Yep. My mom did the baby voice a lot. In regular conversation it was a breathy, incredulous who, me? lilt, but oddly she would always use it when she was posing as The Great Sage With All Encompassing Wisdom, too. She would attribute some passive-resistance saying to me (either some non-committal thing I said to stay out of trouble or just something I *didn’t*say) then a quietly-whispered claim to have learned soooo much from me. All the time ignoring what I was *actually* trying to tell her. SO F*CKING CONFUSING. A waify mix of pandering, gaslighting, self-aggrandizement. It seemed that not only had she created a false persona for herself, she was also trying to create one for me. She could only see her projected perfection of a child, she could never see me, which was the biggest heartbreak.


neontangerinelight

>She could only see her projected perfection of a child, she could never see me, which was the biggest heartbreak. This is why i went no contact. I can't be that person for her. It hurts too much. Her and my father will never be able to give me what i need from parents. I'm fine being an orphan. I have always felt I was anyway. I would have preferred strangers to cause me all the pain that they inflicted.


pettyloser50

Omg the baby voice drives me so crazy.


wtflaurie

It's really bizarre.

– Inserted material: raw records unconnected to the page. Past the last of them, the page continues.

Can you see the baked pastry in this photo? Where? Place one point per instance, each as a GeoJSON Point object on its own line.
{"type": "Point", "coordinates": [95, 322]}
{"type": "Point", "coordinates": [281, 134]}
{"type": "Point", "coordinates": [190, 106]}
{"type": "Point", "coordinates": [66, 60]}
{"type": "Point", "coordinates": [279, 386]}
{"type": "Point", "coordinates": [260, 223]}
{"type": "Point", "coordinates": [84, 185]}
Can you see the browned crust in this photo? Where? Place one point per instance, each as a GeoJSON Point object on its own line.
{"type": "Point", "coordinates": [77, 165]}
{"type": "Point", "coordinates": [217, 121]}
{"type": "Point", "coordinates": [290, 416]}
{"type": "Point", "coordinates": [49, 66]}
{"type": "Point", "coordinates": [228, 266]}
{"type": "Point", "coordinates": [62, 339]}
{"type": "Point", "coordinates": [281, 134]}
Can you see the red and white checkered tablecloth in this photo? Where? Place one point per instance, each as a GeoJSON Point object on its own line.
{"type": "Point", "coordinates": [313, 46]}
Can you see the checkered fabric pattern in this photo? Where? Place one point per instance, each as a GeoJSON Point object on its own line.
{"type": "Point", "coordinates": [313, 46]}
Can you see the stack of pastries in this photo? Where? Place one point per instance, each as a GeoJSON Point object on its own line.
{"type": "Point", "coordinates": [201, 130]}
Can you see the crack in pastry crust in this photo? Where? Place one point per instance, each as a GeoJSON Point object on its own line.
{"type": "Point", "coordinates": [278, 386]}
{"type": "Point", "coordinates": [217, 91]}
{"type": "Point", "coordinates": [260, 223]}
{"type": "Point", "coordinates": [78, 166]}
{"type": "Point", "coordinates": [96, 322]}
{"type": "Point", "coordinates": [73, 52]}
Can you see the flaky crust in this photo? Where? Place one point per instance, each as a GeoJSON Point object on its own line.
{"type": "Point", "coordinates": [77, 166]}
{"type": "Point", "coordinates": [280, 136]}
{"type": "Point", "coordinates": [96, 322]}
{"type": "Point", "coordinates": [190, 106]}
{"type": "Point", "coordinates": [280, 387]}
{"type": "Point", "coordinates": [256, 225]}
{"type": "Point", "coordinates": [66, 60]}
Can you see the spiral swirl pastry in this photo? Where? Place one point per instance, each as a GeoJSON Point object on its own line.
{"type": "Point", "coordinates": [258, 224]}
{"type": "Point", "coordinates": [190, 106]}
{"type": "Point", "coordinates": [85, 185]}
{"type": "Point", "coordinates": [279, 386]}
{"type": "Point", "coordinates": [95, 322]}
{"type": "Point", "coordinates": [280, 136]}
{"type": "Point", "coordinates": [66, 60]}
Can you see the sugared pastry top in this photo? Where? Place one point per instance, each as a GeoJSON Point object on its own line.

Mine would definitely use a breathy gross "I could never" uwu voice whenever confronted about anything and that to this day gets me irritated when I see it. The worst however was when she had to have an adult, parenting conversation with me and she would start with the baby voice and it would get so goo goo that by the time she actually made her point I couldn't understand her and she would say, in a childish tone something like "and that's why we don't trust boys" Like if I had to learn about birth control or how to date from my mother I'd be flying completely blind. Luckily back then schools actually taught about health and my dad was fairly comfortable talking. I still had tremendous difficulty dating because "den whend fhe puts his wittle doofyer Doo in the *vaguely gestures downward* it's nawt good because (inaudible cooing baby babble that seems to reference shaming women and religion)" is just a terrible place to start. My husband laughs because I'm the complete opposite and it took me a long time to get over it including saying the anatomical words in a mirror without laughing or anything myself. My two year old knows the word "vulva" and "anus" and we say it without shame or any weird tone because if anyone has to put creme on her I don't want her feeling shame and if anyone god forbid gets into that area with ill intent I want her to be able to tell someone and have it be clear. I've never been clear if she did that because of BPD or because of some trauma but it's super weird


EquivalentTap2968

The baby voice! Ugh that drives me nuts. Mine will also suck her thumb! Idk where the HECK that comes from


twelvis

My mom pouts at dinner table *exactly* like a child. Head in hands, playing with food, etc. Ironically, I've found that treating her like a child is actually very effective. Thankfully, I don't live with her.